Vidalia Park

Vidalia Park

This text is part of Parks’ Historical Signs Project and can be found posted within the park.

Vidalia Park stretches between Vyse and Daly Avenues, streets whose names combined give the park its name. “Vidalia” is also the name of a famously sweet and tasty onion that is harvested in Vidalia, Georgia.

Several groups and individuals helped foster the creation of this park in the West Farms neighborhood. After an expansion of the Bronx Zoo engulfed Firemen’s Field, a local recreation facility, community members worked for years to secure a park in the area. The City budgeted more than $2 million for a new playground in West Farms, and in the summer of 1992, an ad hoc committee of Community Board 6 was formed to oversee the park’s design, construction, and use. Dr. Roger Hart, a psychologist and professor at the City University of New York Graduate School, interviewed parents and children in the West Farms area concerning how the park should be designed. Hart and a group of students acted as consultants on the project, offering suggestions for where the park should be located and what should be included in the park. The lot chosen for the park is next to a strip of stores in West Farms, where shoppers and police walking by make for a safe, inviting environment. Rather than wait for the City to begin building the park, community members shaped a baseball diamond in the lot with their own equipment, and held an unofficial opening on July 4, 1992.

Vyse Avenue runs across the former village of Fairmount, where the Vyse family owned an estate called Rocklands. When the Vyse property was divided, John T. Adee and other developers built Bronxwood Park. Streets in the development received names such as Hickory and Oak because of the trees in the area. Vyse Avenue was originally called Chestnut Street. Vidalia Park was first known as West Farms Park. It was briefly renamed Chestnut Park in May 1998, before being renamed again a month later, this time as Vidalia Park, by Commissioner Stern.

Daly Avenue, formerly Elm Street, was named for Judge Charles P. Daly, whose father-in-law, Philip Lydig, was the last owner of what is now Bronx Park. For a time, the avenue was called Catherine Avenue, presumably in honor of another landowner, Catherine Lorrillard Camman.

Parks acquired one acre of this property in an exchange with the Department of Housing Preservation and Development on December 30, 1993. In the exchange, Parks gave the Rosedale Pool property to HPD, where they planned to build subsidized housing, and Parks in turn received part of the lot where Vidalia Park now sits.
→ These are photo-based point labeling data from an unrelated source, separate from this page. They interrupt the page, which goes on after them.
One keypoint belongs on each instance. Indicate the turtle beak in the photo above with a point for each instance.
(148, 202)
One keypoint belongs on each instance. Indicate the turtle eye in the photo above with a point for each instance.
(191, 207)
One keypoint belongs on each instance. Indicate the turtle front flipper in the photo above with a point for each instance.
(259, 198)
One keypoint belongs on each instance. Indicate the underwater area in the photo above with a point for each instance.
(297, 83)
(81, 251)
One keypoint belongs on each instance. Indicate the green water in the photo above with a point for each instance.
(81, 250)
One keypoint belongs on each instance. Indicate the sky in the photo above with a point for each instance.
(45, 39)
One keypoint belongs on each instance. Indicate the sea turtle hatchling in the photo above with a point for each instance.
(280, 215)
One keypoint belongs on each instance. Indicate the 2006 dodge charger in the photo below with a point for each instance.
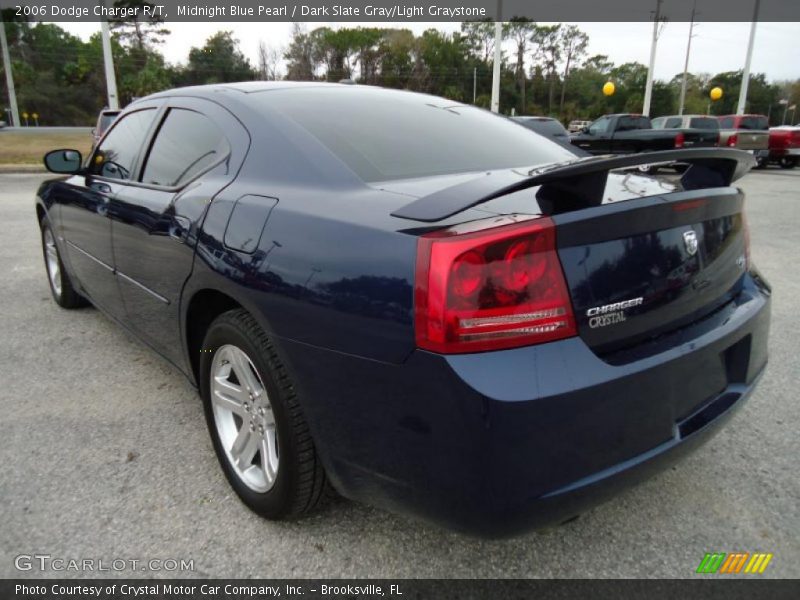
(416, 302)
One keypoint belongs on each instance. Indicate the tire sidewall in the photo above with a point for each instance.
(45, 226)
(275, 502)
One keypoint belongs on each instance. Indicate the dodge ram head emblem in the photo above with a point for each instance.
(690, 241)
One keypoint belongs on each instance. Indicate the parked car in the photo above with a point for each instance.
(784, 146)
(687, 122)
(104, 121)
(545, 126)
(630, 133)
(420, 304)
(576, 125)
(746, 132)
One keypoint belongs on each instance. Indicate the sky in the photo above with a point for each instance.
(716, 47)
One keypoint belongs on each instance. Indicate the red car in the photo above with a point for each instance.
(784, 146)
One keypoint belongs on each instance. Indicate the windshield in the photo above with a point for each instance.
(383, 135)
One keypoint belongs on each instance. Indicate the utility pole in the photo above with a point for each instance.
(648, 90)
(498, 56)
(12, 94)
(686, 63)
(746, 74)
(108, 60)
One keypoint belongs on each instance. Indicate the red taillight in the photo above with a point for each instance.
(490, 289)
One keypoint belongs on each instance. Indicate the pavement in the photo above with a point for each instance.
(104, 455)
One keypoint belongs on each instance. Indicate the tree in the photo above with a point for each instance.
(269, 59)
(520, 30)
(480, 38)
(301, 63)
(573, 43)
(547, 52)
(218, 61)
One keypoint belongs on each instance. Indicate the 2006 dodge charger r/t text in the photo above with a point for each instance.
(416, 302)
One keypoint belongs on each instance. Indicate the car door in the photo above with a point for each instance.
(85, 201)
(194, 153)
(596, 140)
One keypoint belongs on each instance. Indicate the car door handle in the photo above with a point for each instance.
(180, 228)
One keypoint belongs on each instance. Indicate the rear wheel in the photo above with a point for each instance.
(60, 284)
(259, 433)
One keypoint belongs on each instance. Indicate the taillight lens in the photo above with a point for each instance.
(490, 289)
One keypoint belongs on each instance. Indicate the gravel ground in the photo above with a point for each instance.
(104, 454)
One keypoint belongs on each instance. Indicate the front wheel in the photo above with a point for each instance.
(259, 433)
(60, 284)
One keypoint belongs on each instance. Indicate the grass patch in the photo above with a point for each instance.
(29, 148)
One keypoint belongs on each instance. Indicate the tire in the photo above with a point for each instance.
(284, 478)
(61, 287)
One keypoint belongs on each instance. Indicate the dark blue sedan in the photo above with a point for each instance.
(414, 301)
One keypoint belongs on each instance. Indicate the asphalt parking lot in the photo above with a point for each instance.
(104, 454)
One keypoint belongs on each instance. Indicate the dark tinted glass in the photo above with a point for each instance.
(754, 123)
(186, 144)
(544, 126)
(115, 156)
(703, 123)
(384, 135)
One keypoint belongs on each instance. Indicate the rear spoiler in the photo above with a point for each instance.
(582, 180)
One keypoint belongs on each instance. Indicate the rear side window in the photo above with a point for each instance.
(754, 123)
(703, 123)
(382, 135)
(117, 153)
(186, 144)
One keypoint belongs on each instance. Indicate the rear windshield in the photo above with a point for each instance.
(703, 123)
(754, 123)
(384, 135)
(544, 126)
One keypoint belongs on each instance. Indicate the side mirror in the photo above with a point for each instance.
(65, 162)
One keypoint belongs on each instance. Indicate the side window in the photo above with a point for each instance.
(186, 144)
(114, 158)
(600, 126)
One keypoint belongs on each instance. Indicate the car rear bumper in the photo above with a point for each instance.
(498, 443)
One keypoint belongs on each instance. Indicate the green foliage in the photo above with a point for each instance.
(61, 77)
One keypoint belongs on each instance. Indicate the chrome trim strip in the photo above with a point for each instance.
(94, 258)
(143, 287)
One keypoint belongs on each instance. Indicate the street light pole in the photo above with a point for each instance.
(686, 63)
(746, 74)
(648, 90)
(108, 61)
(12, 94)
(498, 56)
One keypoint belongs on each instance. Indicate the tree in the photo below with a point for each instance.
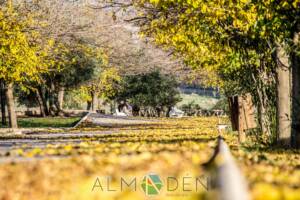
(19, 61)
(151, 91)
(231, 38)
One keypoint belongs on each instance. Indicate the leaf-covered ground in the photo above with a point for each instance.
(65, 165)
(54, 122)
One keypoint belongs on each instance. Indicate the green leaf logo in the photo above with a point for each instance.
(151, 184)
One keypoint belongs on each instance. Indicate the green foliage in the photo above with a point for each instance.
(153, 89)
(18, 56)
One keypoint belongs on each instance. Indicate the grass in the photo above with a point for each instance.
(46, 122)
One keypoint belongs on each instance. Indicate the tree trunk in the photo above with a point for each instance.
(40, 101)
(296, 93)
(41, 94)
(52, 99)
(283, 92)
(11, 106)
(263, 117)
(89, 105)
(94, 101)
(3, 103)
(60, 100)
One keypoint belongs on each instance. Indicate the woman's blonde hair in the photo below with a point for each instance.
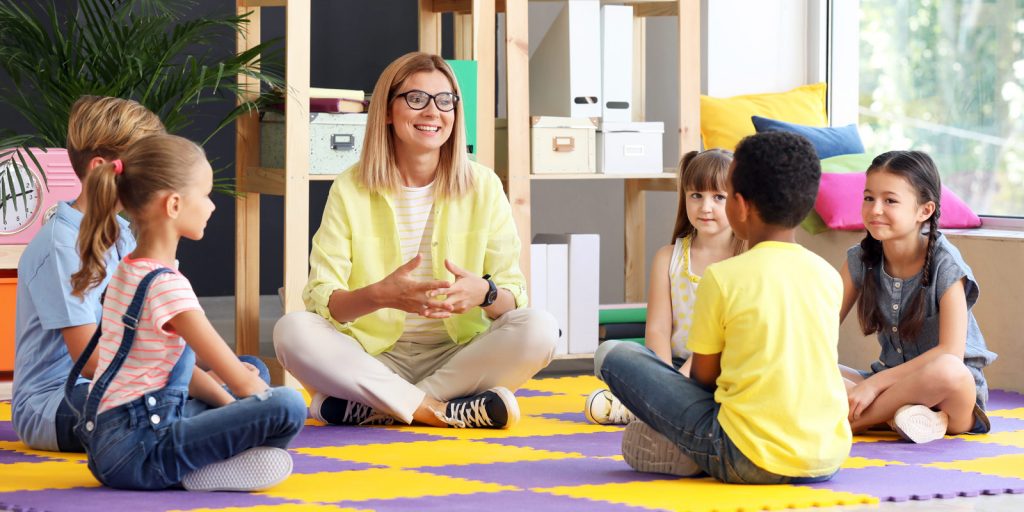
(103, 126)
(153, 164)
(699, 171)
(378, 169)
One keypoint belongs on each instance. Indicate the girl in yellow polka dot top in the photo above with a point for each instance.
(701, 237)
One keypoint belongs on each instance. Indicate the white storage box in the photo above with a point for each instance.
(560, 145)
(335, 140)
(630, 147)
(565, 68)
(616, 64)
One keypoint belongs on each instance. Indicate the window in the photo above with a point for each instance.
(947, 77)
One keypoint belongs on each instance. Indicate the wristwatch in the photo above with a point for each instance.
(492, 292)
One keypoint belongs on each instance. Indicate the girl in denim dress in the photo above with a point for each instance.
(151, 422)
(915, 292)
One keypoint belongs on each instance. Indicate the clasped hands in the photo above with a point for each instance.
(433, 299)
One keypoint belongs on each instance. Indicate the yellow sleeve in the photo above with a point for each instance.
(708, 331)
(330, 256)
(502, 257)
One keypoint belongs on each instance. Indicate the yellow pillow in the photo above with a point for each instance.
(725, 121)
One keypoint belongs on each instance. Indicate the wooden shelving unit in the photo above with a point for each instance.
(474, 39)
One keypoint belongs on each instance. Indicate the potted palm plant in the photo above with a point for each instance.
(153, 51)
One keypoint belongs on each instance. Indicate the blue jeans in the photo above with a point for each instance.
(154, 441)
(66, 418)
(682, 411)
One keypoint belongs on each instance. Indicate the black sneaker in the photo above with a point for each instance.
(342, 412)
(495, 408)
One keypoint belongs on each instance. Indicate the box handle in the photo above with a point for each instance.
(342, 141)
(633, 151)
(562, 144)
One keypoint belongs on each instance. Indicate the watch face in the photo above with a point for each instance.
(19, 199)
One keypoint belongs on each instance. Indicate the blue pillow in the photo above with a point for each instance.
(827, 141)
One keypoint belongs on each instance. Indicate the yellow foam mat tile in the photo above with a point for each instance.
(1008, 438)
(861, 462)
(582, 385)
(1011, 466)
(434, 454)
(527, 426)
(551, 404)
(45, 475)
(287, 507)
(1017, 414)
(20, 448)
(708, 495)
(386, 483)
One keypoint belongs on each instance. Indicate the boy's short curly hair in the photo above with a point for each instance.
(778, 173)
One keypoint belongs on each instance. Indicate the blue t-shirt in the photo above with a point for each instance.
(45, 306)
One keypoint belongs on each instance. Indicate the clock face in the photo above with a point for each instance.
(19, 198)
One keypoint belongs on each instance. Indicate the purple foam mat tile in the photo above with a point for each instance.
(7, 431)
(897, 483)
(532, 392)
(307, 464)
(11, 457)
(593, 444)
(1006, 424)
(105, 500)
(998, 398)
(946, 450)
(506, 500)
(339, 436)
(551, 473)
(570, 417)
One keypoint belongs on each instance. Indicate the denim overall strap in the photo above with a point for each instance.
(130, 321)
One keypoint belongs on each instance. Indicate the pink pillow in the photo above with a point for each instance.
(840, 197)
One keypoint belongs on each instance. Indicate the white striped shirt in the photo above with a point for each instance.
(156, 349)
(415, 214)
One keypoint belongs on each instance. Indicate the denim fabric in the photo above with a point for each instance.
(67, 419)
(682, 411)
(895, 296)
(154, 441)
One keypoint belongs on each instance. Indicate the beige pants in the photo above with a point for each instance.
(516, 346)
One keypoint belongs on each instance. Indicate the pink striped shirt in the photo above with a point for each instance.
(156, 348)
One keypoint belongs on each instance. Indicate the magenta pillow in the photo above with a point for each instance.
(840, 197)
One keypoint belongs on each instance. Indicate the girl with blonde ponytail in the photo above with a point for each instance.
(150, 421)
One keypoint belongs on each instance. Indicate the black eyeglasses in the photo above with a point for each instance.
(417, 99)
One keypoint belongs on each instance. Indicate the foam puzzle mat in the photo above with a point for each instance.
(552, 461)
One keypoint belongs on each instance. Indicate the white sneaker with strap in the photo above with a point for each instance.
(604, 409)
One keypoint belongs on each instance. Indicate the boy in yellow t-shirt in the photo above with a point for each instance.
(765, 402)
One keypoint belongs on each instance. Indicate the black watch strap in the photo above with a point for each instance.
(492, 292)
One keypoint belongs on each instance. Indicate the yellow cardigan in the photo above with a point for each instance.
(357, 245)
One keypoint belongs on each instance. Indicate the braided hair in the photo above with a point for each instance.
(919, 169)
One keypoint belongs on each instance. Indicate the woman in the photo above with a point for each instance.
(416, 301)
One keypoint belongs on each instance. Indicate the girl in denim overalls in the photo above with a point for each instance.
(915, 292)
(139, 426)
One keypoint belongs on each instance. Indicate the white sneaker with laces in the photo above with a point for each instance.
(254, 469)
(604, 409)
(645, 450)
(920, 424)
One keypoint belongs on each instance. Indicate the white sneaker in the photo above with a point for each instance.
(920, 424)
(647, 451)
(604, 409)
(254, 469)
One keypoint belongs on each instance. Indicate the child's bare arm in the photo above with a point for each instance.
(657, 332)
(706, 370)
(196, 329)
(204, 387)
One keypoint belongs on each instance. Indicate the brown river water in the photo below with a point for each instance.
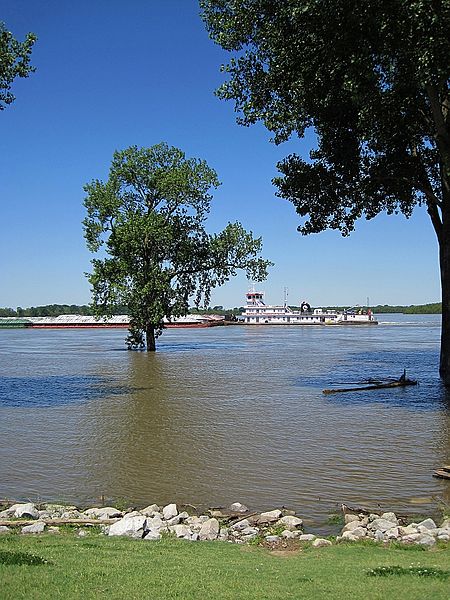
(226, 414)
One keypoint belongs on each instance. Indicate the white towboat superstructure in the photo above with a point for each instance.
(258, 313)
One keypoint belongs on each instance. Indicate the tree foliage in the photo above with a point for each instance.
(372, 80)
(14, 62)
(149, 217)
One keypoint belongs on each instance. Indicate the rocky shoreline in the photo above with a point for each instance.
(235, 524)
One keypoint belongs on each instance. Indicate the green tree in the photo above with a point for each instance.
(372, 80)
(14, 62)
(149, 217)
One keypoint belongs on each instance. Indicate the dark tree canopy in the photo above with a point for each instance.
(14, 62)
(149, 217)
(372, 79)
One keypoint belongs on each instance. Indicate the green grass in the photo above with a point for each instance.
(117, 568)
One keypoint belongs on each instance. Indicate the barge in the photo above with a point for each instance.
(258, 313)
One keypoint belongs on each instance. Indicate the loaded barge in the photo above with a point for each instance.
(258, 313)
(118, 321)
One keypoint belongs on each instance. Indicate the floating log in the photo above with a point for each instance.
(376, 386)
(442, 473)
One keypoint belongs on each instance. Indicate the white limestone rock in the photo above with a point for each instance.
(390, 517)
(410, 538)
(427, 523)
(181, 531)
(408, 530)
(105, 512)
(72, 514)
(238, 507)
(133, 526)
(321, 542)
(288, 534)
(352, 525)
(170, 511)
(53, 529)
(25, 511)
(44, 514)
(253, 531)
(240, 525)
(209, 529)
(270, 516)
(156, 523)
(151, 510)
(392, 534)
(348, 518)
(425, 540)
(358, 532)
(307, 537)
(290, 522)
(37, 527)
(380, 524)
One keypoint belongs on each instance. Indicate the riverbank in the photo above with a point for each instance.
(235, 524)
(59, 551)
(70, 567)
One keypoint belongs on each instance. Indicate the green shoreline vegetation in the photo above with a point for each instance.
(68, 566)
(54, 310)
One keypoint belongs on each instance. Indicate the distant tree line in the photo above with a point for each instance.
(419, 309)
(54, 310)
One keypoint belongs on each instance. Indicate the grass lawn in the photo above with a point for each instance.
(101, 567)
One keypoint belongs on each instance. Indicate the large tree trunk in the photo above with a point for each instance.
(150, 338)
(444, 259)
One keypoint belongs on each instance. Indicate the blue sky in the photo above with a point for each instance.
(112, 74)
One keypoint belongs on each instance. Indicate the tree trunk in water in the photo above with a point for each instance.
(150, 338)
(444, 259)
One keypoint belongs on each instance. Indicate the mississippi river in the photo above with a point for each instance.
(226, 414)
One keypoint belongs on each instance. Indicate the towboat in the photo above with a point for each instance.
(258, 313)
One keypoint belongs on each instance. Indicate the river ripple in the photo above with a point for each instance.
(225, 414)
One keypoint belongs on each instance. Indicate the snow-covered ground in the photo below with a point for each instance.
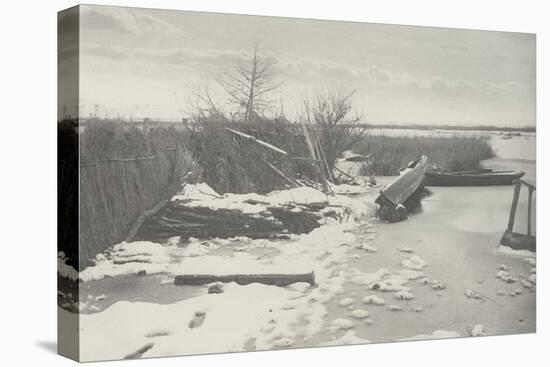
(436, 275)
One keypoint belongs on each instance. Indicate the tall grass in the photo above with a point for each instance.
(391, 153)
(123, 171)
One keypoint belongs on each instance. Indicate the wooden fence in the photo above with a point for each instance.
(114, 192)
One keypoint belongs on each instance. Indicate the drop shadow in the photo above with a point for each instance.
(48, 345)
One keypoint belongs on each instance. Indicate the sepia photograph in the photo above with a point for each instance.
(235, 183)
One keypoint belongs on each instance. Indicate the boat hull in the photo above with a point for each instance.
(406, 185)
(483, 179)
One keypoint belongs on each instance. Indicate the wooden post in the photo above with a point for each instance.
(529, 211)
(514, 206)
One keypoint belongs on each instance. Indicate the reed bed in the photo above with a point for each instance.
(389, 154)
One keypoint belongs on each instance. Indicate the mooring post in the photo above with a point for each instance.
(529, 211)
(514, 206)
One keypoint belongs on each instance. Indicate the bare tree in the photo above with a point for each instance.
(336, 123)
(248, 85)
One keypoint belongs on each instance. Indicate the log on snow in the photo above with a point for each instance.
(243, 279)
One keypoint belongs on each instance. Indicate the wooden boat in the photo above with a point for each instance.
(472, 178)
(408, 183)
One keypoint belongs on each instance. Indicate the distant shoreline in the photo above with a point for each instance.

The Department of Citywide Administrative Services assigned the remaining area of Vidalia Park to Parks in 1997.

In 2000, construction of Vidalia Park was completed, and what was once an empty space filled with trash and debris is now a functional, inviting attraction in the community. There were several stages involved in the extensive construction project. Piles of refuse and rubble had to be excavated from the lot. Landscapers leveled off the property, planted trees and shrubs, and built a community garden. Asphalt, concrete pavement, decorative pavement, fences, and gates were added. Metal bleachers, benches, picnic tables, game tables, trash receptacles, and bicycle racks were distributed throughout the park. Wood and steel play equipment, tot swings, and safety surfacing were installed in the children’s play area, and handball and basketball courts were built. Vidalia Park also features drinking fountains, a spray shower, and a public restroom, making this a parkland that all can enjoy.